The analogy was not without a certain ring of credibility though Leinster are currently in an unusual place, struggling with results, injuries and player availability. Joe Schmidt’s side are certainly canny enough to bounce back and, with so much of the season to come, Ulster know that no realistic thoughts of silverware can even be entertained yet by anyone around Ravenhill.
And now, Mark Anscombe has a visit to Thomond Park ahead of him which looks as if it will see both coaches field weakened sides due to the Ireland get-together this week and the need, the Ulster coach admitted, of resting some of his players after their recent endeavours.
“I’m proud of the way the guys played,” Anscombe said, before singling out those he felt had given great service.
“We’ve got three frontline locks out injured and the guys who stepped into the job did an outstanding one and I thought Robbie Diack did a great job.
“Nick Williams, I thought, played well the week before and backed it up again but Roger Wilson (who came on) is playing well, so you’ve got some real depth there and that’s all you can ask for, I suppose.”
Whatever way this week pans out, to be nine points clear in the PRO12 and 16 ahead of fifth-placed Leinster — last season’s beaten finalists — is not a bad place to be.
And this was an impressive result. On just about every front all the hunger, focus, motivation and determination belonged to the home side.
Nowhere was it more abundantly displayed than when Williams knocked Leo Cullen into another time zone and Tom Court buried recent Kiwi import and now Ireland international Michael Bent in the scrums to give Declan Kidney a firm reminder of what he can still do.
Yet all was not entirely right, with Paddy Jackson again not looking his usual composed self though, thankfully, Ruan Pienaar was there to pick up the pieces.
It was a strange build-up as, unusually, both sides had felt the need to get back to winning ways and, because of the flags protest, Leinster arrived even earlier than normal with rather more time to kill. If Leinster were, perhaps, under-cooked — it’s hard to recall Sean O’Brien and Cian Healy ever having less of an impact on a game — they were definitely undermined by injuries and the unavailability of Jonathan Sexton and Mike Ross but then, again, so were Ulster who were still able to cope despite their troubles, most notably focused in the second row.
Indeed, the crucial factor was that Anscombe’s squad had something more to prove to recover from their first loss of the season to Northampton, to take their winning run in the PRO12 League to all 11 games so far, and set the record straight against the side which torched them in last season’s Heineken Cup final and has frequently vanquished them over recent times.
So, all those boxes were ticked, though the unfortunate Bent also had the ignominy of being cut in two by a Court tackle while Williams, John Afoa and the tireless skipper Chris Henry were huge in defence.
That’s not to say Ulster had things all their own way and they trailed 6-0 early on.
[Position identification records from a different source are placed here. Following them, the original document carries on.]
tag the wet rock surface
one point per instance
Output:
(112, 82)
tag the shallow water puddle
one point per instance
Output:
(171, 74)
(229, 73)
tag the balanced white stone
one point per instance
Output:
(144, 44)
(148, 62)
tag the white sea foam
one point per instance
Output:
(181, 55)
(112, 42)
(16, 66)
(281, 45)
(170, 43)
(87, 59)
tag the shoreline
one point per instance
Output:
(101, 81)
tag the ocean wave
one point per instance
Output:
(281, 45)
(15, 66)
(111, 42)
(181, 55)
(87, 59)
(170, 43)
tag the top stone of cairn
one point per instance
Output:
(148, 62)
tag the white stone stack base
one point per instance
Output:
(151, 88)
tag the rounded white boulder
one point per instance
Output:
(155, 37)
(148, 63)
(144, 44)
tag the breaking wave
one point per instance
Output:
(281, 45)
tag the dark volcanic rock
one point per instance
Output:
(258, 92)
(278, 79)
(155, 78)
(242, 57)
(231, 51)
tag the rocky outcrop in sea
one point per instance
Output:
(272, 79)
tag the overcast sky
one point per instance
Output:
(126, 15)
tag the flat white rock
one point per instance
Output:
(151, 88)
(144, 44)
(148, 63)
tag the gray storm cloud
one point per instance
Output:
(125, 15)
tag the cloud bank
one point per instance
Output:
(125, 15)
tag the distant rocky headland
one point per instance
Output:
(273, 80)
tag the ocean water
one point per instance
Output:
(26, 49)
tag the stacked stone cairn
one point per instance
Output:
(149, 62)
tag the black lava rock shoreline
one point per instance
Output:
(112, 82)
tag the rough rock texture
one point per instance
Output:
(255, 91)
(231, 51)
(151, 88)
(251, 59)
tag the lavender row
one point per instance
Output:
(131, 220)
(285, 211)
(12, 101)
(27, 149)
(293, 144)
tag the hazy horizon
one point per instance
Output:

But with Pienaar directing their kick and chase game at Leinster’s back three and Court, Rory Best and Afoa turning the screw up front, Ulster gradually got on top.
Penalties from Jackson and Pienaar levelled matters before a penalty try – off a five metre scrum – put Ulster 13-9 in front at half-time.
The remainder was mostly about Ulster striking and then absorbing what Leinster threw at them — particularly after Best’s 70th minute sin-binning — Williams getting a TMO-assisted try and Andrew Trimble rounding things off from Pienaar’s marvellous cross-kick.
Fergus McFadden’s late try, converted by Madigan, didn’t even bring the visitors consolation from a losing bonus point.
All in all, not a bad way for Ulster to enter the festive period.